As the future of the country depends on the vitality and productivity of the young labor force, Pastor added, the gap is “very worrisome.”
“If we don’t deal with this issue quickly, the fraction and polarization that has increasingly defined the U.S. will just grow,” he said. “It’s pretty clear that is leading to dysfunction. We’ve avoided it, and I hope that changes.”
For both the racial generation gap and the racial wealth divide, solutions begin with both recognition and discussion of the issues.
“We’re very uncomfortable talking about race in the U.S.,” said Pastor. “Some people believe that the way you tackle racial difference is to not talk about it, but focus on common issues and work together to forget this stuff.”

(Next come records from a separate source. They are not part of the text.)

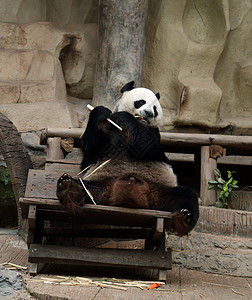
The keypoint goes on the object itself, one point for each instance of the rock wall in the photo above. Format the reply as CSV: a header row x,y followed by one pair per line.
x,y
198,56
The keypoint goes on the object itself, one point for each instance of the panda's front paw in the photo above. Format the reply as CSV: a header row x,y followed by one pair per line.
x,y
65,179
186,213
64,185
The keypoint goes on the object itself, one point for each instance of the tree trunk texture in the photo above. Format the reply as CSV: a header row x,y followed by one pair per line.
x,y
121,48
17,159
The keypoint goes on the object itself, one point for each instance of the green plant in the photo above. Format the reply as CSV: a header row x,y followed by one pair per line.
x,y
225,187
4,175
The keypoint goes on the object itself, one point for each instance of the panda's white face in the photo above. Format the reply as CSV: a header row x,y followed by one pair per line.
x,y
141,102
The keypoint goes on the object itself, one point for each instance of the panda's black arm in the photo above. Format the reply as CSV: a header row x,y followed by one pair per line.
x,y
95,138
143,142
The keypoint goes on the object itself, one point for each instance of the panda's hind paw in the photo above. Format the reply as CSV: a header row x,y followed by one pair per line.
x,y
186,213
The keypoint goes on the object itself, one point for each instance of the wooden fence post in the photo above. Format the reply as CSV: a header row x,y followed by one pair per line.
x,y
207,166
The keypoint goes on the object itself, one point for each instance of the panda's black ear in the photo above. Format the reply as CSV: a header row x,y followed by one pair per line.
x,y
128,87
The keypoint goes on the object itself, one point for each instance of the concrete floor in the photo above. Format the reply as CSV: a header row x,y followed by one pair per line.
x,y
182,284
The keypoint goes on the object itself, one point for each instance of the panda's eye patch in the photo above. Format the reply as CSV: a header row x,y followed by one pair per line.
x,y
155,111
139,103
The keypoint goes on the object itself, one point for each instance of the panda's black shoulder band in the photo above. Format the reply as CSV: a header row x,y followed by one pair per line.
x,y
128,87
158,96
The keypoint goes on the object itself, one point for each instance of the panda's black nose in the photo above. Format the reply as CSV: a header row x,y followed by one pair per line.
x,y
148,114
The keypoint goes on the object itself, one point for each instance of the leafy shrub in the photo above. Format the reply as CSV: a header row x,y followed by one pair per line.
x,y
225,187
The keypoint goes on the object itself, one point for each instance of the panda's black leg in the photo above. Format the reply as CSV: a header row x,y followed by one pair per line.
x,y
186,213
69,190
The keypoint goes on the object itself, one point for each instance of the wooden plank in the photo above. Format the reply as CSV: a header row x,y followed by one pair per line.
x,y
32,216
73,167
235,160
100,257
158,231
54,150
122,233
177,141
52,204
162,275
99,213
43,183
208,164
174,142
74,133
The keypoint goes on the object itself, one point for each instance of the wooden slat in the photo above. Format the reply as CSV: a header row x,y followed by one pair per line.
x,y
98,256
157,233
43,183
101,213
32,216
73,167
122,233
54,150
208,164
174,142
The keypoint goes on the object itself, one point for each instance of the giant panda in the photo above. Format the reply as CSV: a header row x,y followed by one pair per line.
x,y
127,167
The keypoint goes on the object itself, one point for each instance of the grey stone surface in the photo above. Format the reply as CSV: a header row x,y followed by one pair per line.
x,y
10,282
213,253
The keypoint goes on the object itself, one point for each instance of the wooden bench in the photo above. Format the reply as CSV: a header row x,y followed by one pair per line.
x,y
56,237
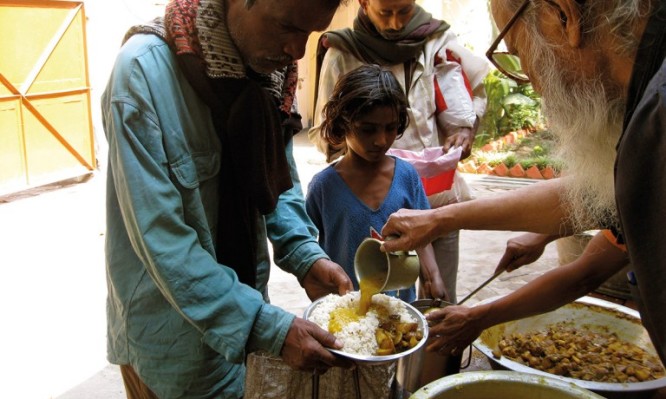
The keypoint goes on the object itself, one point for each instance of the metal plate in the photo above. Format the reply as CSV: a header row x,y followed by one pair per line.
x,y
586,312
422,325
501,384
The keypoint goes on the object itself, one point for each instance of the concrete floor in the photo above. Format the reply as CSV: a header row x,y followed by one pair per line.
x,y
53,287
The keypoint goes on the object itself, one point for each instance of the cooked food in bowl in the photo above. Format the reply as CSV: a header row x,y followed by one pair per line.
x,y
388,327
586,313
581,353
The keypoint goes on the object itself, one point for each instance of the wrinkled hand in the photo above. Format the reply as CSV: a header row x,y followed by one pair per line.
x,y
304,348
462,137
452,329
326,277
523,250
435,289
412,228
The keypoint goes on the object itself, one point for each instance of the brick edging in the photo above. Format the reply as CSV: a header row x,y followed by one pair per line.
x,y
533,172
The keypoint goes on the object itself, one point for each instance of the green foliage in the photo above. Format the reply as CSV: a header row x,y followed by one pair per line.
x,y
511,106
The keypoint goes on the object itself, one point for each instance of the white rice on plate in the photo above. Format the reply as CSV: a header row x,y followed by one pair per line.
x,y
358,337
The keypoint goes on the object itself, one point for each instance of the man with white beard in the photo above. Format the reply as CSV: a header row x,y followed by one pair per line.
x,y
599,66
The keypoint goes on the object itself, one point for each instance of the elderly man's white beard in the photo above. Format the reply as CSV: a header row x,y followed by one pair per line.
x,y
587,125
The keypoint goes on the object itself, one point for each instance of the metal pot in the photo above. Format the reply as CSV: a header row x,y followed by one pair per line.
x,y
584,313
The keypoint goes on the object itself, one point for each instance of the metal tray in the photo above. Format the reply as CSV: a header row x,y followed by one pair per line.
x,y
588,312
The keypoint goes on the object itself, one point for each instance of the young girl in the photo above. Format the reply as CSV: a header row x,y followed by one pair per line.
x,y
365,114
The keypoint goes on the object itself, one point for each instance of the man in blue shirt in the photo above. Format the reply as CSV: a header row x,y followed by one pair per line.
x,y
199,112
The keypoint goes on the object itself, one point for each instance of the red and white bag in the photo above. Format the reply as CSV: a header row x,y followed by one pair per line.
x,y
436,169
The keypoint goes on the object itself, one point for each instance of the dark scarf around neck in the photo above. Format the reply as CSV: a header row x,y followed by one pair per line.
x,y
253,120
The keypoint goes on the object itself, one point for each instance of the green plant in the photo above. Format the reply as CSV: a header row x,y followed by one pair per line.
x,y
510,107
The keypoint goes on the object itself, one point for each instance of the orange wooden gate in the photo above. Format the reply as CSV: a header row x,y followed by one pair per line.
x,y
46,132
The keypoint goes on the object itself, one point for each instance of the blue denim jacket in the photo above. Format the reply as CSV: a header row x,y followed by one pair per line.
x,y
181,319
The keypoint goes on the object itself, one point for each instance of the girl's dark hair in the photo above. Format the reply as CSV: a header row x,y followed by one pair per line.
x,y
355,94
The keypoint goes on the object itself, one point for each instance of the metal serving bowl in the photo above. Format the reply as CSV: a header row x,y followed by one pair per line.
x,y
585,313
422,325
501,384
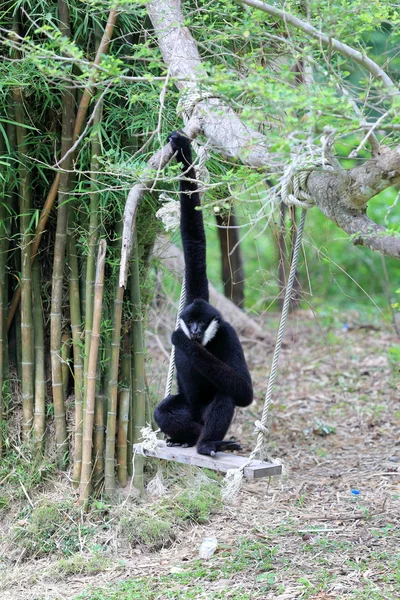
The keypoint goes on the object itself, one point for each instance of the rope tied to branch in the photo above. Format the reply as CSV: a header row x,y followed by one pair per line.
x,y
293,193
293,184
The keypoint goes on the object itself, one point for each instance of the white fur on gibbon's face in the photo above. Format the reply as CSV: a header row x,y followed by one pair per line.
x,y
209,333
184,328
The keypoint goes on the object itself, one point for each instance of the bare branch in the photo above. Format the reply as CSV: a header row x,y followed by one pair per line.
x,y
340,47
341,195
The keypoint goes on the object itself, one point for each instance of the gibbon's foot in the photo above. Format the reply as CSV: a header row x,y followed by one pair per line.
x,y
180,143
211,448
172,442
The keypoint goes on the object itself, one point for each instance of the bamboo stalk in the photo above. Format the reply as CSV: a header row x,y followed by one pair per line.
x,y
39,420
65,360
93,237
92,376
76,332
109,459
123,411
59,262
80,119
138,411
3,297
98,440
27,352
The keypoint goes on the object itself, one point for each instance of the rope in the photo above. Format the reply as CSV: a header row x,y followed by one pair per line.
x,y
234,477
171,367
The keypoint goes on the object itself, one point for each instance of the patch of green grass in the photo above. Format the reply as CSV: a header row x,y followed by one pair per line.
x,y
80,564
155,527
248,555
52,527
21,470
197,503
148,530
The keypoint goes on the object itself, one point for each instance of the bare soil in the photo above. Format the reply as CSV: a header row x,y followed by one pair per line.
x,y
333,518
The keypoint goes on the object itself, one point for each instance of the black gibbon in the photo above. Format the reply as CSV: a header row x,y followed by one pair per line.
x,y
211,368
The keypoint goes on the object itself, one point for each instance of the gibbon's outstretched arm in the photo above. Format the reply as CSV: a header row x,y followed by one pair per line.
x,y
192,227
228,380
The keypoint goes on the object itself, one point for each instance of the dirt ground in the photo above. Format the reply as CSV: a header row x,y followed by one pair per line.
x,y
332,521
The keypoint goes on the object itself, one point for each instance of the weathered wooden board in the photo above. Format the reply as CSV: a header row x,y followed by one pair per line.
x,y
222,461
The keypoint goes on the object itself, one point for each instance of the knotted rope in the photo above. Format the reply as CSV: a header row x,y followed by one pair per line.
x,y
234,477
293,193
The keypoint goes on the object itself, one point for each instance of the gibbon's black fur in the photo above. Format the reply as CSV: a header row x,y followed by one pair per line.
x,y
211,368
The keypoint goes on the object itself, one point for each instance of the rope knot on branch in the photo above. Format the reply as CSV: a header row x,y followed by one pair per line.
x,y
185,107
294,179
260,428
190,98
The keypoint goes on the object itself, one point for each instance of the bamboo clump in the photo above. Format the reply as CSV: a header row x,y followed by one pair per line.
x,y
66,319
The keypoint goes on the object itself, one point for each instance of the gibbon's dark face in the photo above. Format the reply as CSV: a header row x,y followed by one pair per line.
x,y
200,321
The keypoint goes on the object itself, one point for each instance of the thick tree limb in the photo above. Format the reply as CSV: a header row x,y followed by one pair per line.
x,y
341,195
347,51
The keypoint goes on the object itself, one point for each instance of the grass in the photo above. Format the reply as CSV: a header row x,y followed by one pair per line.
x,y
80,564
252,569
52,527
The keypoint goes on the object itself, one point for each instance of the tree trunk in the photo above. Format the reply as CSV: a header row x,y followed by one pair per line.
x,y
231,261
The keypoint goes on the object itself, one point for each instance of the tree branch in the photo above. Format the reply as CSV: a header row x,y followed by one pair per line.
x,y
341,195
340,47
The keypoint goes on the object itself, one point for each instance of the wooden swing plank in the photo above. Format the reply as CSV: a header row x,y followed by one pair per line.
x,y
222,461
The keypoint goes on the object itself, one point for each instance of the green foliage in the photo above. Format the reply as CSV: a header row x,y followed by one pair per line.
x,y
22,471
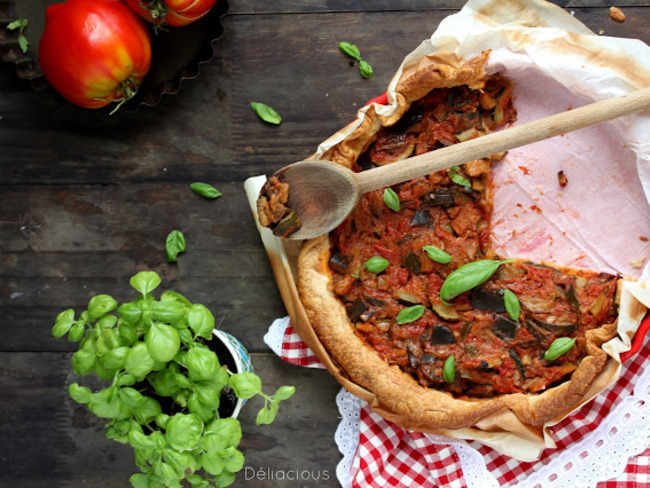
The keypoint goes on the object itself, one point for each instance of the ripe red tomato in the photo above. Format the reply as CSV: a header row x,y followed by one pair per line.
x,y
171,12
94,52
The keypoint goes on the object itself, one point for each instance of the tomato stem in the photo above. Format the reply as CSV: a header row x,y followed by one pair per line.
x,y
127,89
157,10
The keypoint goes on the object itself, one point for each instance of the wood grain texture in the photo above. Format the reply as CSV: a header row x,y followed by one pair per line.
x,y
49,440
86,200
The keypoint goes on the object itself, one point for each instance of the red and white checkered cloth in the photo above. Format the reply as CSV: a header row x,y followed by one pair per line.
x,y
389,456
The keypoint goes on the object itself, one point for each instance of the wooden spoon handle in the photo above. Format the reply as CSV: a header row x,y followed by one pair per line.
x,y
503,140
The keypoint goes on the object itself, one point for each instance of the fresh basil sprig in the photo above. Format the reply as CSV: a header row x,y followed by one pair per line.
x,y
410,314
205,190
449,370
152,349
20,25
174,245
266,113
376,264
512,304
436,254
391,199
468,276
560,346
353,52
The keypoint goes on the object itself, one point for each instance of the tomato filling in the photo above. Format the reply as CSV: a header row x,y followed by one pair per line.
x,y
493,352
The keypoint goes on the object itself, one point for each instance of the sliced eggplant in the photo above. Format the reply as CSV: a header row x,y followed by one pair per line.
x,y
555,328
445,312
520,366
374,301
572,298
339,263
504,328
406,297
356,309
288,225
412,262
427,358
535,332
422,218
442,335
442,197
488,300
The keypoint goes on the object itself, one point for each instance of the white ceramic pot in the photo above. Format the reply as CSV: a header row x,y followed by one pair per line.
x,y
241,357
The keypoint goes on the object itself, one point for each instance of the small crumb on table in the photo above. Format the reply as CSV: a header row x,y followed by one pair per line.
x,y
616,14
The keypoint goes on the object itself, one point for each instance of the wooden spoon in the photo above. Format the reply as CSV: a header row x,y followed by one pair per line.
x,y
323,193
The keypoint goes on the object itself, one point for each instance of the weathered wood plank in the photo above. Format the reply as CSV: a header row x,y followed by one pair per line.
x,y
49,440
70,244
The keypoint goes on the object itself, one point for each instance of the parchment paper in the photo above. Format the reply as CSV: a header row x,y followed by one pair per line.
x,y
600,220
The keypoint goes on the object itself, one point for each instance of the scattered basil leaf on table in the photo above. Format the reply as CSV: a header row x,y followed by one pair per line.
x,y
558,347
20,24
436,254
449,370
353,52
365,69
391,199
174,245
468,276
376,264
266,113
350,50
410,314
205,190
512,304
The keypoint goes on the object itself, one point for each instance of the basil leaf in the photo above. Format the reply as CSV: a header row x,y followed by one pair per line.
x,y
205,190
467,277
184,431
145,281
266,113
457,178
83,362
365,69
560,346
410,314
284,393
513,307
246,385
202,363
436,254
20,24
63,322
449,370
391,199
228,430
174,245
350,50
376,264
201,320
163,342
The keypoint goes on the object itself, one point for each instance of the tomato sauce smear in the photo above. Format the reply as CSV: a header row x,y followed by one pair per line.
x,y
450,210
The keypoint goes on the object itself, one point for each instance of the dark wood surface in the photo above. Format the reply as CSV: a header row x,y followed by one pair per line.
x,y
86,200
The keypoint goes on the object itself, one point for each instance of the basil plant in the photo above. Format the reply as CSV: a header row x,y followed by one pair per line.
x,y
165,385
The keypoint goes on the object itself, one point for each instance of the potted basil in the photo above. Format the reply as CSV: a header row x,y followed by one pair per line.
x,y
176,384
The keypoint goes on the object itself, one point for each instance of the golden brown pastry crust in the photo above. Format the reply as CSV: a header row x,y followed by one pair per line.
x,y
395,390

But a more helpful approach, he said, is to “lift up the dimensions of race and age.” This means helping older Americans to “think more carefully about who we are together,” while also encouraging the younger generation to “consider the dimensions of age when thinking about racial hostility and how to deal with it.”
Beyond that, it’s a matter of altering public policy. Pastor and co-authors of the racial generation gap report recommend linking together public policies to foster more intergenerational contact, like creating better working conditions for the younger, oftentimes immigrant workers who care for the elderly; or developing school-based programs in which older community members mentor students on professional skill-building. They also see promise in implementing school funding policies at the state level that better target those who need assistance.
To combat the racial wealth divide, Prosperity Now urges lawmakers to shift the national tax code to benefit low-wealth families of color rather than subsidizing the already-haves. This could include reforming the mortgage interest deduction, expanding the federal estate tax and introducing net-worth taxes on multimillion dollar fortunes. (Admittedly, little of this appears likely in the current political climate; an ambitious tax reform plan now under debate in Congress would significantly cut taxes for the wealthy and corporations.)
“This isn’t insurmountable,” said Collins of the Institute for Policy Studies of the racial wealth divide. “The trajectory is a little bit scary, but we could quickly shift it.”